Takie informacje przekazała mediom jej rodzina. Równocześnie toksykologia pozwala stwierdzić, że Winehouse przed śmiercią piła alkohol. Nie wiadomo jednak jeszcze, czy przyczynił się on do zgonu.
Rzecznik rodziny wyjaśnił, że Winehouse'owie czekają na rezultaty dochodzenia w sprawie przyczyny zgonu brytyjskiej gwiazdy, które mają być znane 26 października, w związku z tym, że przeprowadzona w lipcu sekcja zwłok niczego nie wykazała.
Ojciec Amy, Mitch, przyznał, że jego córka zdołała poradzić sobie z uzależnieniem od narkotyków już trzy lata temu, jednak nadal nie panowała nad piciem alkoholu. Niewykluczone, że niespodziewana śmierć piosenkarki mogła być spowodowana przez gwałtowne zerwanie z kilkutygodniową abstynencją.
Rodzina ogłosiła plan otwarcia fundacji imienia Amy Winehouse, której celem byłaby pomoc osobom uzależnionym.

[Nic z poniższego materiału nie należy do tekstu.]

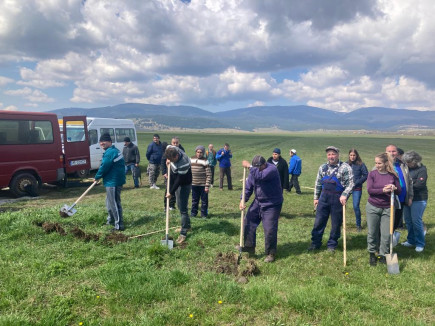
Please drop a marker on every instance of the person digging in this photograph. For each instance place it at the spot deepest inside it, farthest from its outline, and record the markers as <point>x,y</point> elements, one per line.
<point>264,181</point>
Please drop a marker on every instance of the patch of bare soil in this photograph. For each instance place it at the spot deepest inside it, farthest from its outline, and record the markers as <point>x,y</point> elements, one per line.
<point>53,227</point>
<point>230,264</point>
<point>80,234</point>
<point>115,237</point>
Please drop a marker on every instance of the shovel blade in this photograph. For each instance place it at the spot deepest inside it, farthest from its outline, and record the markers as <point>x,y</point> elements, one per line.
<point>392,263</point>
<point>167,243</point>
<point>67,211</point>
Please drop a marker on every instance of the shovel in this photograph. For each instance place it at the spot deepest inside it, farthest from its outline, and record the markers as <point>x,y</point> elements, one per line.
<point>168,243</point>
<point>344,235</point>
<point>242,215</point>
<point>391,258</point>
<point>67,211</point>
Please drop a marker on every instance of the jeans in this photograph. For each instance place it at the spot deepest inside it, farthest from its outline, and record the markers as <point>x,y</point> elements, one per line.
<point>182,194</point>
<point>356,199</point>
<point>414,222</point>
<point>131,167</point>
<point>114,208</point>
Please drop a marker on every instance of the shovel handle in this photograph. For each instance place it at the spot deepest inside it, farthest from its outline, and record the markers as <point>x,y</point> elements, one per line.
<point>242,215</point>
<point>84,194</point>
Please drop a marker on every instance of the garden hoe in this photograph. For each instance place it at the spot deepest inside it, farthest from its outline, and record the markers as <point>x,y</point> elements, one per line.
<point>67,211</point>
<point>242,216</point>
<point>344,235</point>
<point>391,258</point>
<point>166,242</point>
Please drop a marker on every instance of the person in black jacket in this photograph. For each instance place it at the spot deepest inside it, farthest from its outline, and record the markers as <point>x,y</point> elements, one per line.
<point>282,167</point>
<point>132,159</point>
<point>360,174</point>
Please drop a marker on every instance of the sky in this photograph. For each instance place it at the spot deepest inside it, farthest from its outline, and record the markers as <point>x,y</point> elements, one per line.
<point>217,55</point>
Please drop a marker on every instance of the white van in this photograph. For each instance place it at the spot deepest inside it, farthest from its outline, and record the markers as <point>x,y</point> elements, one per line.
<point>118,129</point>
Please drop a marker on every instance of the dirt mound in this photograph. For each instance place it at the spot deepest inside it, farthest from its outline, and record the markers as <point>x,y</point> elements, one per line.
<point>228,263</point>
<point>53,227</point>
<point>80,234</point>
<point>115,237</point>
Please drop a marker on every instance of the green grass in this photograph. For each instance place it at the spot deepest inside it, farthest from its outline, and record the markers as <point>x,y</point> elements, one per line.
<point>49,279</point>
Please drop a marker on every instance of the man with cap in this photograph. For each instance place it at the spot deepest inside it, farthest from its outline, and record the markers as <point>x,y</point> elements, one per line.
<point>282,167</point>
<point>112,170</point>
<point>201,179</point>
<point>132,159</point>
<point>264,180</point>
<point>334,183</point>
<point>295,169</point>
<point>154,156</point>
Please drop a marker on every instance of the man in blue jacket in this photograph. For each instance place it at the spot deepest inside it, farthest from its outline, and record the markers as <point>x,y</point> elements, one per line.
<point>295,169</point>
<point>154,156</point>
<point>223,156</point>
<point>112,170</point>
<point>264,181</point>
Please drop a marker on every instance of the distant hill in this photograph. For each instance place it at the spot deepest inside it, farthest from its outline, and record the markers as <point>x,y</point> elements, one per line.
<point>291,118</point>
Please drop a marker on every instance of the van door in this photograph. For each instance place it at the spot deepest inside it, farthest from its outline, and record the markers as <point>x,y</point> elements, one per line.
<point>76,144</point>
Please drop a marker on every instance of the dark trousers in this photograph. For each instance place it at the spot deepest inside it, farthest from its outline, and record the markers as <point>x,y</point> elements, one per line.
<point>269,216</point>
<point>183,193</point>
<point>222,173</point>
<point>329,204</point>
<point>294,182</point>
<point>198,192</point>
<point>212,174</point>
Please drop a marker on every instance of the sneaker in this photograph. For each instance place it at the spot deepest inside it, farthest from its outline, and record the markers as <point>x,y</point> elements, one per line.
<point>312,248</point>
<point>270,258</point>
<point>382,259</point>
<point>407,244</point>
<point>373,260</point>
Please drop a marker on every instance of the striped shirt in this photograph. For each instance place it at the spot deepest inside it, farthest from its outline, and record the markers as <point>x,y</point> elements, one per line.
<point>344,175</point>
<point>201,172</point>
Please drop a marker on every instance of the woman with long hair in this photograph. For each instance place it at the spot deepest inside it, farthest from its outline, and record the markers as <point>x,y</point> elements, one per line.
<point>360,174</point>
<point>414,213</point>
<point>380,183</point>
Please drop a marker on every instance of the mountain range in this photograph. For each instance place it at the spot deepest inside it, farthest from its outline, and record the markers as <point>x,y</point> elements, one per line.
<point>288,118</point>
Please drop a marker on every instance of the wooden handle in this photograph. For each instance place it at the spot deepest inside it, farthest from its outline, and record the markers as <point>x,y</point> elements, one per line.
<point>344,235</point>
<point>84,194</point>
<point>242,215</point>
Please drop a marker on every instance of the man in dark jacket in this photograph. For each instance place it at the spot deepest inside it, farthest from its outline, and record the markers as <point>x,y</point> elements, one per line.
<point>181,174</point>
<point>263,180</point>
<point>154,156</point>
<point>282,167</point>
<point>132,159</point>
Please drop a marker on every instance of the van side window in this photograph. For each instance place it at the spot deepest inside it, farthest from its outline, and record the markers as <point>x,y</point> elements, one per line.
<point>93,136</point>
<point>108,131</point>
<point>20,132</point>
<point>121,133</point>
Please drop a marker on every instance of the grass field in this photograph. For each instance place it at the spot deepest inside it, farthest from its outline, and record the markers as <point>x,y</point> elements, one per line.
<point>71,279</point>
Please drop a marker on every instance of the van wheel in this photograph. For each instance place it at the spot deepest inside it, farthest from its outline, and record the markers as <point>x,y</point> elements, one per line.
<point>24,184</point>
<point>82,173</point>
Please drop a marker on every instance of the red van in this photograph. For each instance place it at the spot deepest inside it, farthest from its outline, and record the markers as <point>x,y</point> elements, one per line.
<point>32,153</point>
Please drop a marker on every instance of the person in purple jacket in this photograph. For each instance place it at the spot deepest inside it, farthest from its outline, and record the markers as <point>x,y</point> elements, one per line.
<point>380,183</point>
<point>264,181</point>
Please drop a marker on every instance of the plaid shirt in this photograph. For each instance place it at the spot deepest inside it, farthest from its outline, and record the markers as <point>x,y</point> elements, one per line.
<point>344,175</point>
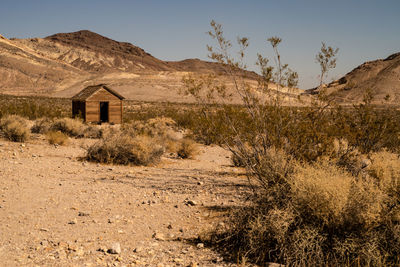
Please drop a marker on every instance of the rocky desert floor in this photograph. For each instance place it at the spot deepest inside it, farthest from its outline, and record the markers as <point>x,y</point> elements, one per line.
<point>59,210</point>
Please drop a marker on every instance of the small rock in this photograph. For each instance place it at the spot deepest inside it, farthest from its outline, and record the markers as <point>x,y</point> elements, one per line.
<point>200,245</point>
<point>102,249</point>
<point>81,213</point>
<point>44,243</point>
<point>178,260</point>
<point>115,249</point>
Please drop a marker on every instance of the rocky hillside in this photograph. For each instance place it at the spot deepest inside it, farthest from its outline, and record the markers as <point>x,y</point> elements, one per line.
<point>62,64</point>
<point>381,77</point>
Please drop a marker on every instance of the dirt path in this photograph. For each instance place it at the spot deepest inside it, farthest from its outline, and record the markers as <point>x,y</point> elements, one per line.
<point>56,210</point>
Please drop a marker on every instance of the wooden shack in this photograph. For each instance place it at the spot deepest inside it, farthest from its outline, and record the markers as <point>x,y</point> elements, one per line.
<point>98,104</point>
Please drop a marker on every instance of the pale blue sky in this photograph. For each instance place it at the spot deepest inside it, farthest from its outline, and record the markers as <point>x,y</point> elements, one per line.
<point>175,30</point>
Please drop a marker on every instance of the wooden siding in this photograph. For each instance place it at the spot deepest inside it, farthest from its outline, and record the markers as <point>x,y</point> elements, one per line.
<point>78,109</point>
<point>102,95</point>
<point>114,109</point>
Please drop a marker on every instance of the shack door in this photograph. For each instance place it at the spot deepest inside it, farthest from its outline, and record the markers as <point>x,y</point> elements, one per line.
<point>104,112</point>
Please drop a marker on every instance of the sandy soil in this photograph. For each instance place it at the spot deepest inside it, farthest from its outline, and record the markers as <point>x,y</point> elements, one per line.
<point>57,210</point>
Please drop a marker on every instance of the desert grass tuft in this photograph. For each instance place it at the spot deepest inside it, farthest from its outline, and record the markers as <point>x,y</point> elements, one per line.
<point>57,138</point>
<point>126,150</point>
<point>188,149</point>
<point>71,127</point>
<point>15,128</point>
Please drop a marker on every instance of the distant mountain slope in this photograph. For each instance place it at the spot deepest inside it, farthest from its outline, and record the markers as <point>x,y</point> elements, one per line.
<point>381,77</point>
<point>62,64</point>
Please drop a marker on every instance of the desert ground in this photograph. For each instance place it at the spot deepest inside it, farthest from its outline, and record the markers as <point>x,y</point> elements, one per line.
<point>59,210</point>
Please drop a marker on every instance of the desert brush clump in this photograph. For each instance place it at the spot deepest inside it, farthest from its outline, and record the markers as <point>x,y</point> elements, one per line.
<point>15,128</point>
<point>318,214</point>
<point>124,149</point>
<point>71,127</point>
<point>93,131</point>
<point>34,107</point>
<point>164,130</point>
<point>324,177</point>
<point>57,138</point>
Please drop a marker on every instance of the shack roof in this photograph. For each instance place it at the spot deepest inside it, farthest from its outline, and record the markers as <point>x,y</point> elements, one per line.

Amy Winehouse zmarła 23 lipca bieżącego roku. Ciało znaleziono w jej domu w Londynie. Kilka miesięcy wcześniej, gdy borykająca się z uzależnieniami piosenkarka przebywała na kuracji odwykowej w klinice Priory w Londynie, usłyszała od lekarzy, że jej organizm jest w tak złym stanie, że jakiekolwiek używki mogą ja szybko zabić.